Maux dits d’yvan

Sur tous les fronts

d'Lëtzebuerger Land du 21.06.2024

La maire de Paris avait à peine annoncé qu’elle allait se baigner dans la Seine le 23 juin, que fleurissait le hashtag #jechiedans laseinele23 juin. Mais plutôt que de déshonorer notre Fête Nationale, les Français, impatients, préféraient faire leurs besoins dans le fleuve dès le 9 juin, jour des élections européennes. Depuis, la Seine charrie des eaux brunâtres et le caca facho y fluctuat, nec mergitur.

C’est bien connu, mais plus actuel que jamais : la France a la droite la plus maladroite, la plus gauche et la plus bête du monde. Ainsi c’était bien la peine de virer du parti LR Eric Ciotti qui prônait une alliance avec l’extrême-droite, pour, dès le lendemain, entendre un François-Xavier Bellamy, tête de liste des mêmes LR aux élections européennes, claironner qu’au deuxième tour, « bien sûr », il voterait pour l’extrême-droite face à l’union des gauches. Avez-vous remarqué d’ailleurs que l’union de la gauche et leur programme commun des années 1970 et 1980 a fait place aujourd’hui à l’union des gauches et à leurs programmes pas si communs ? Mais à côté de la droite ou de ce qu’il en reste, la France possède une extrême-droite dont l’adresse n’a rien à envier à celle de sa consœur italienne. À croire que le RN aurait chargé un psychiatre de disséquer la personnalité de Macron, afin d’utiliser ses traits de personnalité pour qu’il continue d’aller de faute en erreur, de bourde en maladresse. Gageons que ce psychiatre n’aurait aucun mal à diagnostiquer chez l’occupant de l’Élysée une mégalomanie constitutionnelle. Cette mégalomanie était plutôt utile au début du premier quinquennat pour redorer le blason de la fonction présidentielle, lourdement amochée après les présidences « normale » de Hollande et bling-bling de Sarkozy. Mais teintée de perversité, elle s’avérait dangereuse dès le début du deuxième quinquennat. Car le sujet pervers considère l’autre non pas comme un sujet individuel et autonome, mais comme un objet qu’il est incapable d’investir d’amitié, d’amour, de haine même, de reconnaissance et d’estime aussi. Et c’est ainsi que Macron, incapable d’éprouver de l’empathie pour ses électrices et ses collaborateurs, peut jeter à la meute électorale les (rares) députés qu’il avait installés il y a moins de deux ans et abandonner comme un vieux godillot son premier ministre qu’il vient à peine d’adouber. Mais les foudres que le Jupiter pervers mégalomane a jetées sur le pays en dissolvant l’Assemblée Nationale, risquent de se retourner, tel un boomerang, en balle qu’il s’est finalement tirée dans le pied. Et Jupiter, comme Vulcain, va se traîner en boitant jusqu’à la prochaine présidentielle. En lame duck, comme disent les Américains.
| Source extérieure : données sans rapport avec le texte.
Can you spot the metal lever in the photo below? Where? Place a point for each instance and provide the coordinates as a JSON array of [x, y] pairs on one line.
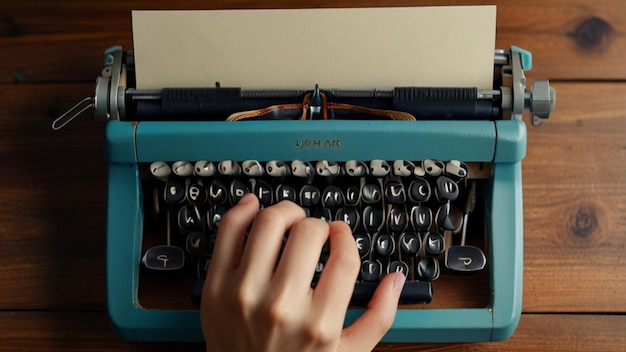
[[74, 112]]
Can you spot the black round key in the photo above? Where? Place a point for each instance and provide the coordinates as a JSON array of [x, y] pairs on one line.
[[373, 218], [262, 190], [285, 192], [349, 215], [371, 193], [217, 192], [410, 244], [371, 270], [214, 216], [397, 218], [189, 219], [196, 243], [400, 266], [174, 192], [421, 217], [384, 245], [353, 195], [447, 189], [238, 189], [394, 192], [427, 268], [332, 197], [433, 243], [309, 196], [164, 258], [196, 194], [465, 258], [449, 217], [419, 191], [363, 243]]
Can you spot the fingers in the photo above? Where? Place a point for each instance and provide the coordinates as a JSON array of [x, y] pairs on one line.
[[231, 235], [265, 240], [301, 255], [369, 328], [335, 286]]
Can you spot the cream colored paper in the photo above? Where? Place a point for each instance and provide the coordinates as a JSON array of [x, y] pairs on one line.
[[335, 48]]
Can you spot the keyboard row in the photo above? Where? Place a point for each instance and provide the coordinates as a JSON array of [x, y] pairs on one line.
[[398, 222], [306, 169]]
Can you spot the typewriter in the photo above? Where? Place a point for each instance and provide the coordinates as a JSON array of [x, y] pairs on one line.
[[428, 179]]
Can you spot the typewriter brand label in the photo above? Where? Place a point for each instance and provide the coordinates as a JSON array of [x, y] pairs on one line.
[[318, 143]]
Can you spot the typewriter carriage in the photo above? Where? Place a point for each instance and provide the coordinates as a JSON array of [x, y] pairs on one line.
[[501, 141]]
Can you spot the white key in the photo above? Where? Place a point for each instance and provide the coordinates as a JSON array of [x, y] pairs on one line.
[[160, 170], [356, 168], [229, 168], [276, 168], [182, 168], [403, 168], [379, 168], [433, 167], [204, 168], [252, 168]]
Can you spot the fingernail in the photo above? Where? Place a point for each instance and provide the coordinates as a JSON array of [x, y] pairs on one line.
[[247, 198], [398, 283]]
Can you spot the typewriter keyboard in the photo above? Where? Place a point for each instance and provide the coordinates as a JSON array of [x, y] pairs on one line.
[[417, 217]]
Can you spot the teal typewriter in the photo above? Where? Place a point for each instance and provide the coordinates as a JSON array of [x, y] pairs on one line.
[[428, 179]]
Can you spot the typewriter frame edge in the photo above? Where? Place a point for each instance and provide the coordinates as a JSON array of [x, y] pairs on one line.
[[498, 321]]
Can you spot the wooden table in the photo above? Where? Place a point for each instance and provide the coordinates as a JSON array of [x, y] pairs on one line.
[[53, 184]]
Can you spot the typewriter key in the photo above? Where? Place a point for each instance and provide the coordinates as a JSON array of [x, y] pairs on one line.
[[174, 192], [449, 218], [384, 245], [434, 243], [427, 268], [371, 270], [349, 215], [182, 168], [356, 168], [204, 168], [464, 257], [196, 243], [252, 168], [456, 168], [433, 167], [447, 189], [189, 219], [363, 243], [394, 191], [379, 168], [229, 168], [421, 217], [410, 244], [400, 266], [160, 170], [419, 191], [164, 258], [403, 168]]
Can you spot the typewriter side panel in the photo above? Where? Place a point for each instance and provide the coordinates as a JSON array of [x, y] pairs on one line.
[[124, 235], [505, 214], [162, 141], [337, 140]]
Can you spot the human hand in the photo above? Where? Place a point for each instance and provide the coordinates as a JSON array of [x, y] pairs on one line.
[[255, 301]]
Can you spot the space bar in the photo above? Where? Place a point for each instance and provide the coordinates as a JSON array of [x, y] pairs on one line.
[[413, 292]]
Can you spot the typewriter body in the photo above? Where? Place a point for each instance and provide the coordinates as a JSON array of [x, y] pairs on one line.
[[429, 180]]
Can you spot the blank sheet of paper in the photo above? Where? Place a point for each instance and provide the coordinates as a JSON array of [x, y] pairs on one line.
[[335, 48]]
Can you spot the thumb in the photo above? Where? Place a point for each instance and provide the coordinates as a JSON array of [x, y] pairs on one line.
[[365, 332]]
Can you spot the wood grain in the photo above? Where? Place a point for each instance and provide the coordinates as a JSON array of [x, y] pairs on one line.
[[64, 40], [53, 184]]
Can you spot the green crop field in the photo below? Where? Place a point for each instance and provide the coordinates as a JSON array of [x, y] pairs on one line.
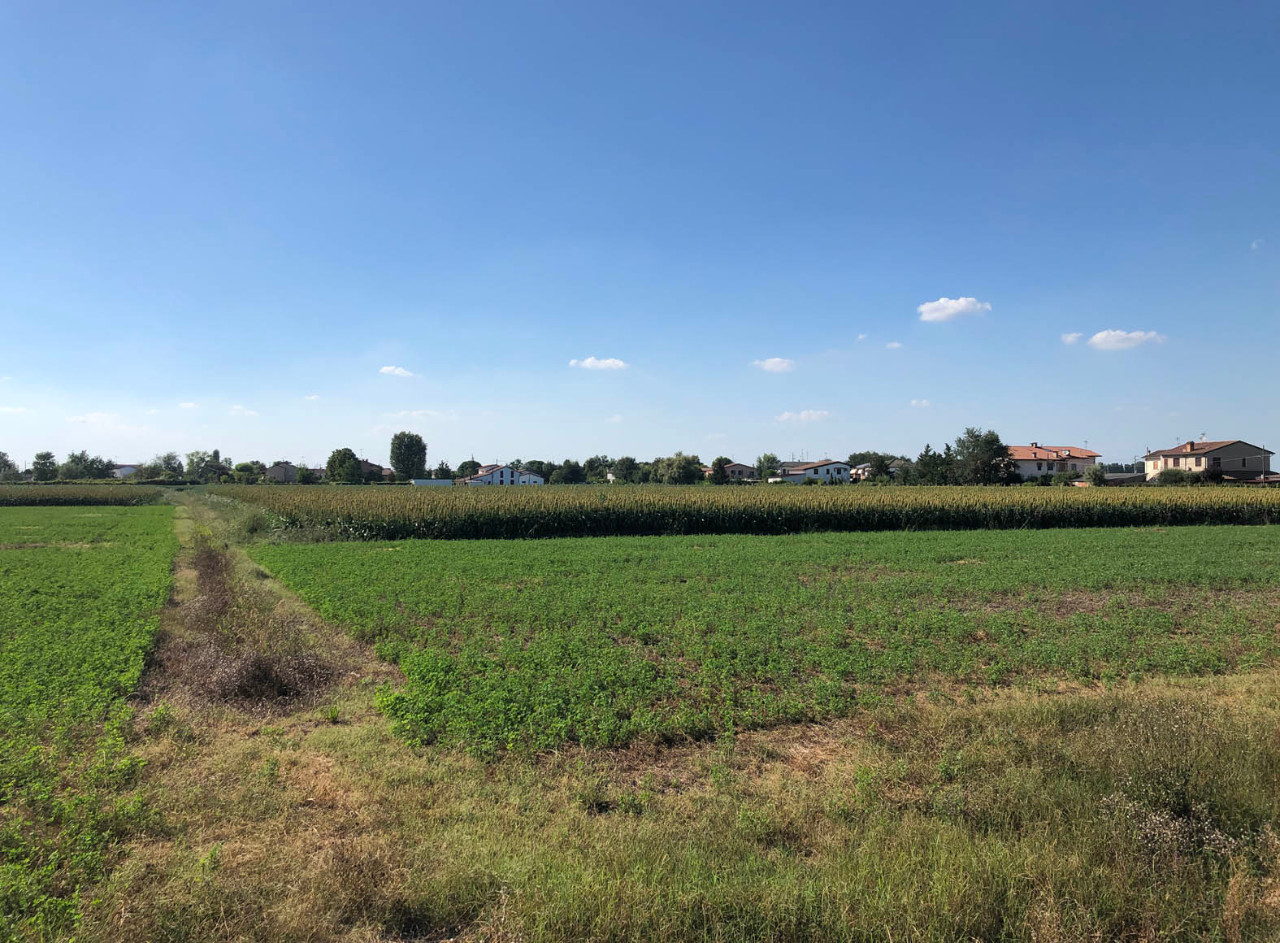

Depuis la Révolution, la France avançait tant bien que mal sur ses deux jambes, s’appuyant souvent sur la droite, parfois sur la gauche. Elle se reconnaissait dans un parti, un syndicat, une Eglise qui se disputaient le pouvoir. Cela s’appelait la politique et la démocratie. Macron, aujourd’hui, se veut un manager apolitique. Son en même temps ayant cassé la jambe droite et paralysé la jambe gauche, la France est désormais condamnée à claudiquer à trois pattes, croyant devoir prendre appui sur une canne appelée Rassemblement National. Elle est livrée de front à une politique frontale. Les neurologues savent bien que le cerveau frontal ne fonctionne pas avec la raison, mais avec l’impulsivité. Le front républicain est bel et bien mort, le Nouveau Front Populaire espère un remake de son ancêtre et le Front National est droite dans ses bottes. Car en voulant débattre avec la seule Le Pen, en envoyant Attal au combat contre le seul Bardella, Macron a installé le RN comme son seul adversaire, bardellisant littéralement la France en collant un sparadrap sur sa canne. Un Yes, we canne à la française avec un bâton qui ne tardera pas à battre la main qui s’y agrippe. Macron, in fine, ne semble pas peu fier d’avoir imposé le degré zéro de la politique, en privant son pays du nécessaire débat avant les élections, en clamant aussi que les Jeux Olympiques seront un facteur important dans ce non-débat. On ne saurait mieux signifier que le peuple ne mérite guère mieux que des jeux et des pains. Reste à savoir si Macron tient du gambler de poker ou du joueur d’échecs. Il y a fort à parier que c’est un joueur de poker qui court à l’échec. Ce que Mbappé, le capitaine des joueurs français, a très bien compris en déclarant que l’Europe est plus importante que l’Euro. À bon entendeur, salut ! (À suivre).